Corruption in almost all formal institutions has thrived for so many years and reached such a state that it is a shock to actually witness the formerly influential and corrupt getting punished for their misdeeds. The echoes of the silent cries of masses have eventually reached the judiciary board. But as that cliched phrase goes 'justice is blind and justice cannot see," justice is still not perspicacious enough to free the poor children of their plight though they have been accused of no crime other than being born in a penurious family, repeatedly afflicted with various disadvantages. What was the fault of the child that he got such a punishment? Who says slavery had been wiped away long before the 21st century! In contemporary times we witness a very different kind of slavery. The Pharaohs of ancient Egypt were symbols of power. Their words were to taken as unquestionable facts even if they pronounced 'kill'. In this era, the affluent class are the reincarnation of the classic pharaohs though most of them hardly know this veracity and are unaware just what a powerful impact they have on society outside their spheres of peers and family. The majority of Bangladesh's population is middle class. The number of the upper class is very few. However, there is still a formidable number of well to do and an absurd agglomeration of rich arrogant lifestyles that constantly taunt the poor majority.

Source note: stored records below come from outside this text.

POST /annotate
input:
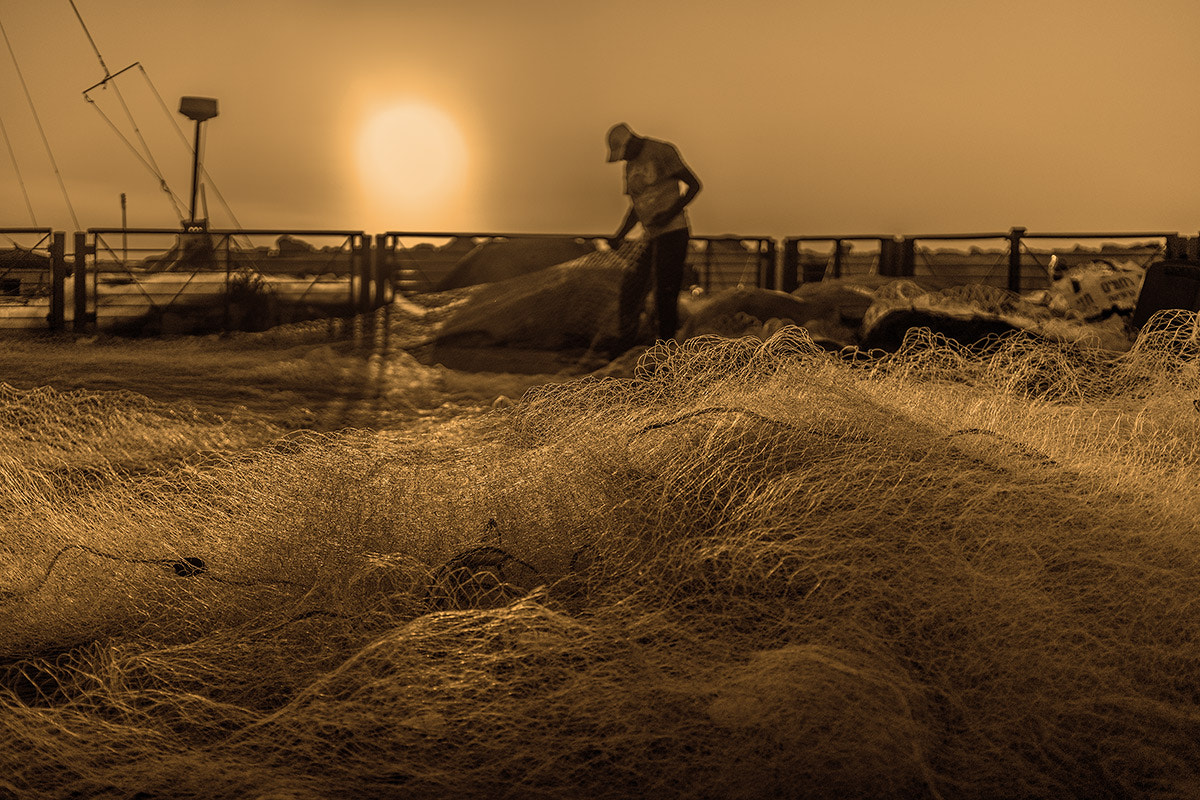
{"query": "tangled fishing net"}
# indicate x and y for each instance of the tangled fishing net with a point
(753, 570)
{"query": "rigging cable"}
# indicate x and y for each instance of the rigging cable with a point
(40, 128)
(148, 160)
(21, 180)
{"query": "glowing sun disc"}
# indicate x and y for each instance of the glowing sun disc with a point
(412, 154)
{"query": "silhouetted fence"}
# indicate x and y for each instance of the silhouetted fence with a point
(1008, 259)
(165, 281)
(33, 272)
(169, 281)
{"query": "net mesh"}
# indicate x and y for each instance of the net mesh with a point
(750, 570)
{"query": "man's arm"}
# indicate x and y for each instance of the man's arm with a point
(689, 194)
(627, 224)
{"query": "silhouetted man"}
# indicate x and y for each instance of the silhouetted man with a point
(654, 172)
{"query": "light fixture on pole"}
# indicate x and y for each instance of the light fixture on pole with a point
(198, 109)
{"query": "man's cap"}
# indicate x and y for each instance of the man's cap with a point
(618, 138)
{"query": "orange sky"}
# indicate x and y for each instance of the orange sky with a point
(801, 116)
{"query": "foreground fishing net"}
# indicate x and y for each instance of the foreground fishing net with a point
(750, 571)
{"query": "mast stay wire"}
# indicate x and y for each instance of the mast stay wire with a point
(162, 181)
(41, 130)
(16, 167)
(148, 160)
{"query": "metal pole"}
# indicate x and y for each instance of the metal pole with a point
(58, 281)
(125, 235)
(79, 324)
(1014, 259)
(196, 167)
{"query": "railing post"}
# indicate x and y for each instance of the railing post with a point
(790, 280)
(907, 257)
(82, 251)
(767, 263)
(888, 257)
(57, 318)
(1175, 247)
(381, 259)
(360, 247)
(1014, 259)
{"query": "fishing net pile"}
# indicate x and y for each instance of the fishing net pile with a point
(753, 570)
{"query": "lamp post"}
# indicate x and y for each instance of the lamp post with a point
(198, 109)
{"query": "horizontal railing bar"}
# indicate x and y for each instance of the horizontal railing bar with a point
(1108, 235)
(855, 238)
(222, 232)
(478, 234)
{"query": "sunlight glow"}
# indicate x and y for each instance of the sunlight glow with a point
(412, 160)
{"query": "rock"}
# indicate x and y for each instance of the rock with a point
(504, 259)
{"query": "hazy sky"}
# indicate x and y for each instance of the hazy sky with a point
(799, 116)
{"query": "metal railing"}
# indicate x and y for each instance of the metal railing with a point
(1015, 264)
(167, 281)
(33, 268)
(155, 281)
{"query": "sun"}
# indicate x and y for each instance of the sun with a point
(412, 157)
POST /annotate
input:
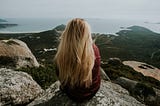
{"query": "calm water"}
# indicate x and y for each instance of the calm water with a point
(109, 26)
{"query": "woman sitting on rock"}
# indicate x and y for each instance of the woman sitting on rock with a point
(78, 62)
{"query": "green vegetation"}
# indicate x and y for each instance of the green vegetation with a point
(138, 43)
(2, 20)
(44, 76)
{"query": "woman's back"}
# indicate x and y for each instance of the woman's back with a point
(78, 61)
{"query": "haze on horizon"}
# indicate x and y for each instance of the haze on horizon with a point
(119, 9)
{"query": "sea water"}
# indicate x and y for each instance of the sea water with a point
(106, 26)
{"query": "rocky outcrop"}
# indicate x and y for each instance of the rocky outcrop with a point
(109, 94)
(17, 88)
(143, 93)
(15, 53)
(145, 69)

Take a hotspot, blazing with light, exhibiting gourmet food in a completely out of place, battered scenario. Because of the indecorous spot, the organisers tend to make the fast food shop more attractive absolutely disregarding the impact it would create on the underprivileged most of whom are also a part of that neighbourhood. In a world of consumerism, it's as if every business must have an expedient trend to pull and attract customers. Now when a little boy, passes by the place, he's not aware of the status quo of his identity. He's poor--so in society he has no identity. He doesn't know that the financial disposition of his parents is bankruptcy. All he knows is that he is dazzled by the rich food displayed on the shiny glass and he wants to have it, just like all those people inside the shop. What does the child's guardian do under such circumstances? Beats him, scolds him, tells him that he is an inferior being, forcing him to believe that he would always remain a sub-human no matter where on earth he goes and what he does.

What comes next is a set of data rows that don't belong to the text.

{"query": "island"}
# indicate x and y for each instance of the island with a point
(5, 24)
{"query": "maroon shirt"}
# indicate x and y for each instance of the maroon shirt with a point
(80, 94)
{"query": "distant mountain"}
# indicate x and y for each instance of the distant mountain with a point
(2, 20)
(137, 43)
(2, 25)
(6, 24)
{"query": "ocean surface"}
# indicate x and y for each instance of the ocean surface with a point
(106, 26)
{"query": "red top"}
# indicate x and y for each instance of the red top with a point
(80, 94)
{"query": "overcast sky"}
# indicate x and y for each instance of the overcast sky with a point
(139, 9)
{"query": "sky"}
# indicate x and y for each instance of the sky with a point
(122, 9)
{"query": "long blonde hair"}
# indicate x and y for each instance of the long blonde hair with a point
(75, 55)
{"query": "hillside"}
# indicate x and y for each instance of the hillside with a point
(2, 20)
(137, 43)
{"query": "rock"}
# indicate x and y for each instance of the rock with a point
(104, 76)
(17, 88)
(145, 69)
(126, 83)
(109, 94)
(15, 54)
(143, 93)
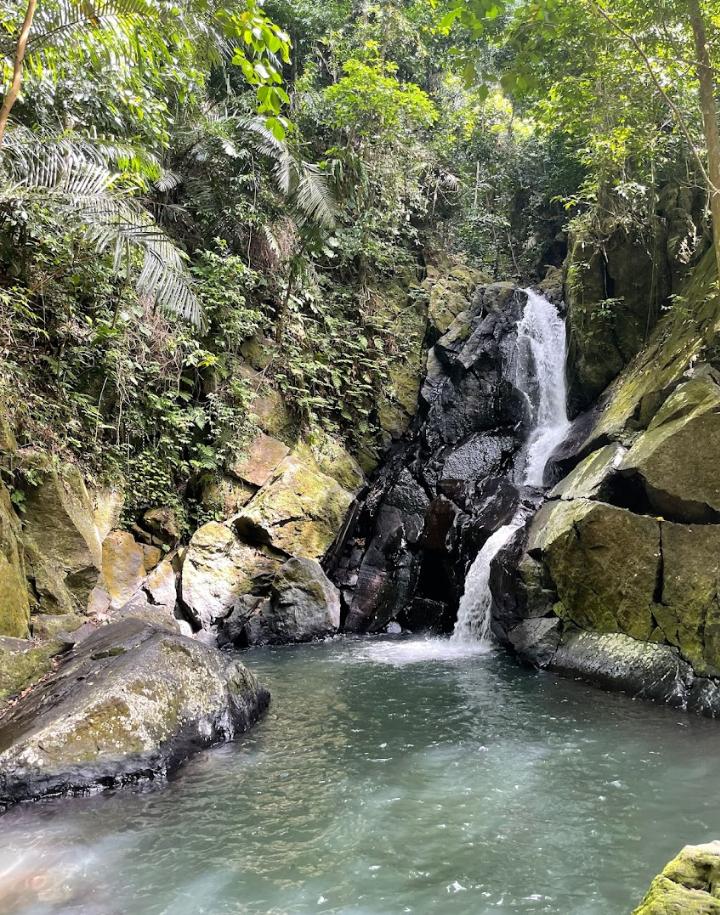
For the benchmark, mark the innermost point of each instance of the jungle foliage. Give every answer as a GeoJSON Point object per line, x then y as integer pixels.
{"type": "Point", "coordinates": [179, 179]}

This is but one example -- a very plain microcosm of the ugliness of the glittering golden truth. The main element that makes it so hideous is perhaps the disregard and indifference of the 'rich' people. Where will the poor go with their desperate needs when they are side by side to such colossal greed? If the present situation is alarming vis a vis crime, just imagine what the country would be in a decade? The rich would get richer, the poor more miserable, and the proportions would be just enough to set off violent protests from garment workers, day labourers in all sectors -- disadvantaged people would become more involved in paying the upper class, but not in terms of money. The apocalyptic signs of a revolution fuelled by revenge would become apparent. Not only the unemployed and addicts, but others too would become desperados. The low-scale wages would seem harsher than unemployment, creating more and more angst in the working class. This abrasive phenomenon can already be noticed in some service sectors such as the police force. When technology in time would get more and more impressive and a life of luxury would be regarded as a right, not a privilege, that is when the debacle will begin.

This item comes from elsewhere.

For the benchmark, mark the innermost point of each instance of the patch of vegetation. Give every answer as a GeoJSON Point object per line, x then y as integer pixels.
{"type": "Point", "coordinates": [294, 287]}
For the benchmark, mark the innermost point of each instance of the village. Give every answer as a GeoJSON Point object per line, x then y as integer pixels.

Even then, as is now, the sole point that would be missing is the absurdity of this wild goose chase. Happiness doesn't start with dissatisfaction, it ends with it. There may be needs, and there may be wants but excess of anything is a no-no. The raison d' etre of life may be hard to figure out, but living is not entirely wanting to get absorbed by luxury. Getting embedded in contentment is much better and leaves ample room for sharing.